When we think of justice, we very often think of what has come to be known as retributive justice: a wrong has been committed, and the wrongdoer must pay in a manner commensurate to the crime. This is the type of justice system under which most societies operate, and may be understood as an evolved form of the biblical “eye for an eye” injunction. The focus of retributive justice is on punishment for the wrongdoer, which in turn is assumed to be justice for the wronged.
Restorative justice takes a broader view of justice. It understands that a crime is rarely just one person against another; it tears at the fabric of the whole community. The violation of the social contract is what is at stake. Where retributive justice may focus on the broken law, restorative justice focuses on the broken relationships and how to mend them. In a restorative justice model, then, we seek to balance the needs of the victim—which may include the entire community—with the culpability of the offender, recognizing that the offender also needs to be restored to right relationship.
Restorative justice often entails an acknowledgment of wrongdoing on the part of the transgressor, and a profession of repentance, usually followed up with some sort of concrete gesture of restitution. Central to this is the recognition that the offender has not simply broken a law, but hurt a real person and community, and must look them in the eye and take responsibility for that. The wronged party, in turn, extends forgiveness and a willingness to take on good faith the repentance of the wrongdoer.
Forgiveness is a term, like reconciliation, that has sometimes been cheapened by how casually it has been used to cover up sins and act as though they never happened or require no redress. People are understandably suspicious, then, when they are entreated to forgive, afraid it may mean a whitewashing of the past, a sort of historical amnesia. In truth, forgiveness does not minimize the transgression: rather, it is the only response that recognizes the immutability and irreversibility of the act. A model of punitive or retributive justice would suggest that once punishment is dealt, justice has been done, which in turn presumes that a price can be put on human suffering and it can be made right. Forgiveness, strangely enough, seems to recognize that transgressions can never fully be made right and appropriate, because the evil act simply cannot be reversed. Far from negating what has happened, it is a model that takes it very seriously indeed. Forgiveness doesn’t mean we must go on as if nothing had happened; it understands with utmost gravity that something has happened that cannot be undone, and therefore can only be forgiven.

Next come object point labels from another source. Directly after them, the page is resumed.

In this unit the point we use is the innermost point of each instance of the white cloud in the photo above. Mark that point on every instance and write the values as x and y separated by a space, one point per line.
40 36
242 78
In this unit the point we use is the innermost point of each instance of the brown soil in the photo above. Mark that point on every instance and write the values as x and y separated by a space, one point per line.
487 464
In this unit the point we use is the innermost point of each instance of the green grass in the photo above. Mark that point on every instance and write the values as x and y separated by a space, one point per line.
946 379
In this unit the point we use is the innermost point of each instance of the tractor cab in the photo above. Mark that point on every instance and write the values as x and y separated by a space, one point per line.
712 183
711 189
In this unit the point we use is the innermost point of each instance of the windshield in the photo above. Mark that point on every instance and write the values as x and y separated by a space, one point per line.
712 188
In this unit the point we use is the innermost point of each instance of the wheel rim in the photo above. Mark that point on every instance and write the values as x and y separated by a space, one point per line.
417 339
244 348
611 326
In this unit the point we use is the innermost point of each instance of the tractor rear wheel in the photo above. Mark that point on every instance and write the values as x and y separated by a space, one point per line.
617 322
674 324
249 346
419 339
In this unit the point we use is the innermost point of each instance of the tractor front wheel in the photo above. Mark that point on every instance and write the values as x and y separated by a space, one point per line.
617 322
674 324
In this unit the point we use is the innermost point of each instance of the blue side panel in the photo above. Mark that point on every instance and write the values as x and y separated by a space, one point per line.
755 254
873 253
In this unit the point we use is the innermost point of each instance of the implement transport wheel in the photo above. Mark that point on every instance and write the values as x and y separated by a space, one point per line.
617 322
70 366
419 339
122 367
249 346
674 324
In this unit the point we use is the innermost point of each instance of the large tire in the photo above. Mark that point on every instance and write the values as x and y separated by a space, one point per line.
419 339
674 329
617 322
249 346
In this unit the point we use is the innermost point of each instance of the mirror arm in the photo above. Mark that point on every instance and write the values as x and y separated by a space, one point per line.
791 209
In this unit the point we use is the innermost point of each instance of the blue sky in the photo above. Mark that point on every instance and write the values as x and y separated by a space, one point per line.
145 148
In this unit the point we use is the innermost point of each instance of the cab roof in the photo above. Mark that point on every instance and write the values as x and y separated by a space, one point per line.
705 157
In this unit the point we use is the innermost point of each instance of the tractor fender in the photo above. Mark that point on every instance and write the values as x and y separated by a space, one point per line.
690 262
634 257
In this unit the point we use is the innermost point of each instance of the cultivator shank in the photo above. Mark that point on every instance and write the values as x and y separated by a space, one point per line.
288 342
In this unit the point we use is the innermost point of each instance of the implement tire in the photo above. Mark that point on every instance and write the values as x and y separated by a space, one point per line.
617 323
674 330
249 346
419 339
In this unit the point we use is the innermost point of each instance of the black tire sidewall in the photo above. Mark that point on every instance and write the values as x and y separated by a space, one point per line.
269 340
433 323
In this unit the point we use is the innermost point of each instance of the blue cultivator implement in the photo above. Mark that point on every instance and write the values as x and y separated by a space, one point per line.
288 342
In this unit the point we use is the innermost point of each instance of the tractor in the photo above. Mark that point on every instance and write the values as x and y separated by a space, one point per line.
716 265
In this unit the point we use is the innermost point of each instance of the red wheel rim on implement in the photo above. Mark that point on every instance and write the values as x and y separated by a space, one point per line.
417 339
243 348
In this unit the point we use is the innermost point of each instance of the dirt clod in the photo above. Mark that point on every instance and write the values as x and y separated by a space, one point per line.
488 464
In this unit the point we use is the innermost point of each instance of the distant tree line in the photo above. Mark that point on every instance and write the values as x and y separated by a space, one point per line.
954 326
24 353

But perhaps we must begin thinking beyond even restorative justice. The very notion of restoration suggests that there was some previous time in which the parties lived in harmony and right relation with each other. Yet that is not the case; we do not have a time we can look back to as the paradigm of healthy relationships to which we seek to return. Perhaps, then, we should begin thinking in terms of transformational justice. Such an idea recognizes that we need a wholesale shift in the way we relate to each other—a transformation—that opens up new possibilities. Transformational justice asks us to go deeper, as we ask difficult questions about why things are the way they are, and how we can change the cycles in which we operate so that we can reduce conflict and create new and equitable relationships.